DIzzIE's Scanning Tutorial (on using FineReader)
BY: DIzzIE [antikopyright 2003]

Intro.
This is a quick tutorial on how to scan content (i.e. books,
magazines, pamphlets and the like) using the popular software called
FineReader. I'm well aware that there's a couple tuts already out on
this, but they all focus around scanning fiction; that is to say
they're all focused on OCRing text from text-only books, or
conversely on perfecting images, i.e. scanning comic books. This
guide will briefly discuss working with raw images (as well as touch
on OCRing and the basic features of FineReader).

0. Naturally, you first need a scanner. You can pick one up cheap at
pawnshop, salvation army type store, or from a friend or nearby
library. You may also want to try scamming a scanner:
dizzy.ws/kodak.htm . Alternatively, if you have a high quality
digital camera some would suggest simply taking snapshots of pages.

1. Get ABBYY FineReader OCR Professional 7.0 (the latest version at
the time of this guide). Download here: download.com.com/3000-2079-
10228095.html?tag=lst-0-1 or fill in your e-mail and get download
link emailed to you here: download.abbyy.com/content/default.aspx

2. Download a keygen to register your try-n-buy version here:
allcracks.net/html/a-1.html or find more places to download here:
dizzy.ws/serials.htm

3. Once you install/run keygen, connect your scanner to your
computer and run FineReader (FR).

4. First thing to do is go to Tools > Options, under the Scan/Open
Image Tab if your scanner is not automatically listed in the TWAIN
Driver box, click on Select Source. If nothing is showing up, this
means FR can't detect your scanner. You should make sure the scanner
is connected, turned on, and that you have the latest drivers. Go to
the scanner manufacturer's website to download the latest drivers for
your scanner. After this restart your computer. If after updating
drivers/checking connection FR is still not picking up your scanner,
try running the default software that came with your scanner. If even
that does not work, contact your scanner's manufacturer.

5. If FR recognized your scanner in Step 4, that is if you can see
your scanner's name in the TWAIN Driver box, then select the Use
FineReader Interface radio button, not Use TWAIN-Source interface. If
however in Step 4 you could only get your scanner to work with its
default program, then keep the TWAIN-Source interface button checked.
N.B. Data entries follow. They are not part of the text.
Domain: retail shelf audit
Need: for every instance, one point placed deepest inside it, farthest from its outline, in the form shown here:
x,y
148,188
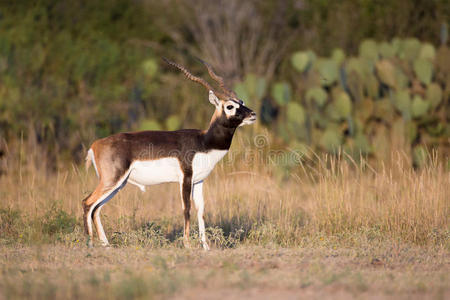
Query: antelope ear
x,y
213,99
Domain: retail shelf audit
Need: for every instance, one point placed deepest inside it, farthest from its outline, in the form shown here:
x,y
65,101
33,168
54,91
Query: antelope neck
x,y
218,136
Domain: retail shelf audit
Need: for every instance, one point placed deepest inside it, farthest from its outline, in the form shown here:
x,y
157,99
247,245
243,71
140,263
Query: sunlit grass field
x,y
321,227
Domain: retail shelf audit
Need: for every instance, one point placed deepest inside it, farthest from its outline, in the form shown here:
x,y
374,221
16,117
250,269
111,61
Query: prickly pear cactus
x,y
281,92
434,95
328,70
331,139
419,107
402,101
318,95
301,61
386,73
423,68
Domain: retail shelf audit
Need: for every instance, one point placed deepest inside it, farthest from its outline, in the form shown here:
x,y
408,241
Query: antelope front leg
x,y
200,206
186,188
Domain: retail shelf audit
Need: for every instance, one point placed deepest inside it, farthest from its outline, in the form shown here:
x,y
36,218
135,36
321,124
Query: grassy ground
x,y
376,271
325,228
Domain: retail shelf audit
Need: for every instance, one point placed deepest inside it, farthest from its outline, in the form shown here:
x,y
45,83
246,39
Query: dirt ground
x,y
246,272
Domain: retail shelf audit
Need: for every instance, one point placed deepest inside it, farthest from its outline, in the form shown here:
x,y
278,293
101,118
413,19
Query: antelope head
x,y
230,111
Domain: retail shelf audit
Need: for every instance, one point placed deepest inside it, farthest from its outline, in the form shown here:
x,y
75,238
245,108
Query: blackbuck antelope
x,y
185,156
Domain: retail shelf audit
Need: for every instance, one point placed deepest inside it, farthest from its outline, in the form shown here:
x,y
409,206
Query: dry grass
x,y
329,217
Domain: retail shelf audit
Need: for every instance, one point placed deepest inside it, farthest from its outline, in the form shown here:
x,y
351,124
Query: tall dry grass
x,y
258,198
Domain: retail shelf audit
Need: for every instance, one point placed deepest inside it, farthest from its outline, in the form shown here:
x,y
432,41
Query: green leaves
x,y
281,92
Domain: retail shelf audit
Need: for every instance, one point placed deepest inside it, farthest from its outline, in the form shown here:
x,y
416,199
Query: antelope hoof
x,y
106,245
89,243
205,247
187,244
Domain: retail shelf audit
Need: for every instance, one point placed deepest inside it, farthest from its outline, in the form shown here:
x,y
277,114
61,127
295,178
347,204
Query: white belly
x,y
204,163
151,172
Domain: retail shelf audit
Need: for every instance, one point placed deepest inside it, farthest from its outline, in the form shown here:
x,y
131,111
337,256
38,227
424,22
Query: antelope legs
x,y
186,188
92,207
197,194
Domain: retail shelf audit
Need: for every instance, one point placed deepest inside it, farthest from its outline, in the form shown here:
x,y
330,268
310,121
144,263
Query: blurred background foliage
x,y
365,76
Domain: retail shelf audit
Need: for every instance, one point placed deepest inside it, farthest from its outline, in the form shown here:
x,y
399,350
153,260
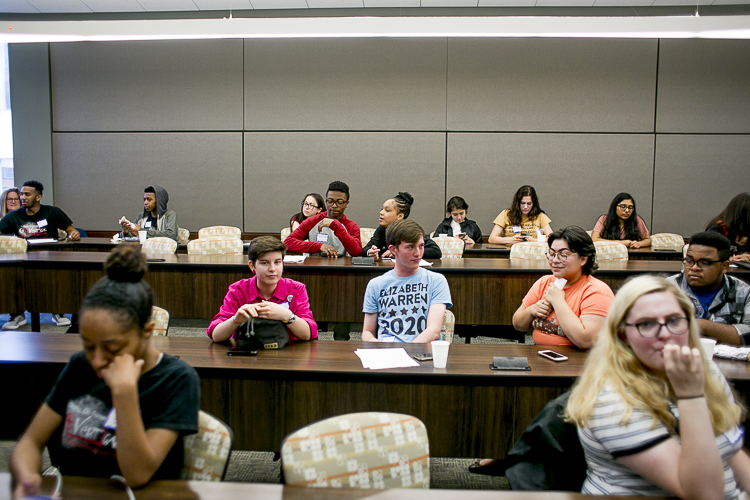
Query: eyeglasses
x,y
703,264
563,256
650,329
336,203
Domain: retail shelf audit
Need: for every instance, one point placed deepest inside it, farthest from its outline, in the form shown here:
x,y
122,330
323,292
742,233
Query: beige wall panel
x,y
536,84
280,168
345,84
703,86
575,175
101,177
142,86
695,177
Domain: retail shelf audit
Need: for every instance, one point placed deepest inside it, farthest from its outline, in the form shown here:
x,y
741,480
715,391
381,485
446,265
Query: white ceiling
x,y
130,6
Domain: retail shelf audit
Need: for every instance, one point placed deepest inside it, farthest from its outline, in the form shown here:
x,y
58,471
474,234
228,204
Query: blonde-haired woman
x,y
655,417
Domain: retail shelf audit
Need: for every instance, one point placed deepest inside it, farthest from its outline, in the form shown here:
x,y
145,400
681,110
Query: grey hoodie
x,y
166,222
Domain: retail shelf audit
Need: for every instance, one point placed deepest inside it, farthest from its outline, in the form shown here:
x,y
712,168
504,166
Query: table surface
x,y
84,488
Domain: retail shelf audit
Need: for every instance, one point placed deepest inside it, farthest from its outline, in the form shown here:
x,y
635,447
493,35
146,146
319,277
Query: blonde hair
x,y
613,363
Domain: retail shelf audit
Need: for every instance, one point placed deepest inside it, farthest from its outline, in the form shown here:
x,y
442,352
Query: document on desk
x,y
381,359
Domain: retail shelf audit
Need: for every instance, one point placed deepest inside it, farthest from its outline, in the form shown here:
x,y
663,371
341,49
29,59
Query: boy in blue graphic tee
x,y
408,303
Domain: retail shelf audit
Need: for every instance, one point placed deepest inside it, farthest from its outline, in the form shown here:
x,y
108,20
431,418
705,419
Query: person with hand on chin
x,y
721,302
266,295
396,208
331,232
521,221
408,303
654,415
458,224
119,407
565,308
622,224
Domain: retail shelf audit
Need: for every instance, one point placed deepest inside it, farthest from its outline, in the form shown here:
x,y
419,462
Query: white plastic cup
x,y
440,353
708,346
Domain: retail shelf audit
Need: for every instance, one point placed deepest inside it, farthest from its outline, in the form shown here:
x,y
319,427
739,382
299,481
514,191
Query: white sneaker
x,y
15,322
60,320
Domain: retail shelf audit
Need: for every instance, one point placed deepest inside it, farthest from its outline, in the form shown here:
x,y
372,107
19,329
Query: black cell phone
x,y
238,351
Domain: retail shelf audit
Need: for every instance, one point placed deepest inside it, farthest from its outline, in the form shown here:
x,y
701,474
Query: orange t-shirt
x,y
588,296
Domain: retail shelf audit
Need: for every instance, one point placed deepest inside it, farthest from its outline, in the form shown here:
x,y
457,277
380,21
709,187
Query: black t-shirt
x,y
43,224
85,444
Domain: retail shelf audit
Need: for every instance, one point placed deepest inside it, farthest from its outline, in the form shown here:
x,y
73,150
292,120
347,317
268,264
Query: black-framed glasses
x,y
703,264
650,329
551,254
336,203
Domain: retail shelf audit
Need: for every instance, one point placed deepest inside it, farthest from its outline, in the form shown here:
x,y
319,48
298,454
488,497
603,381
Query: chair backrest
x,y
207,452
610,250
215,245
12,244
159,245
365,234
452,248
667,241
449,326
160,317
529,250
232,231
359,450
183,236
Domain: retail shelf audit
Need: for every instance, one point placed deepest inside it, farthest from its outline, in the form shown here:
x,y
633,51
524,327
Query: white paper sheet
x,y
381,359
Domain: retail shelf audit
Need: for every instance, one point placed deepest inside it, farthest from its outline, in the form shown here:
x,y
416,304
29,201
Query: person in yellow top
x,y
521,221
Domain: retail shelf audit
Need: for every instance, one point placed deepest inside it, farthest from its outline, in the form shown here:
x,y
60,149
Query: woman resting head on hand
x,y
569,306
312,204
521,221
396,208
622,224
120,406
655,417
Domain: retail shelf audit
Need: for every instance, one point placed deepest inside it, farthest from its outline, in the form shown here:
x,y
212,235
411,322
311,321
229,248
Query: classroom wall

6. If you are using the TWAIN-Source for scanner settings (the
default program that came with your scanner) you will need to
configure the same things I describe in the next steps in the default
program for your scanner. Using the TWAIN-Source software is not
recommended, only if you could not get FR to recognize your scanner.

7. Still in the Scan/Open Image Tab, click Scanner Settings.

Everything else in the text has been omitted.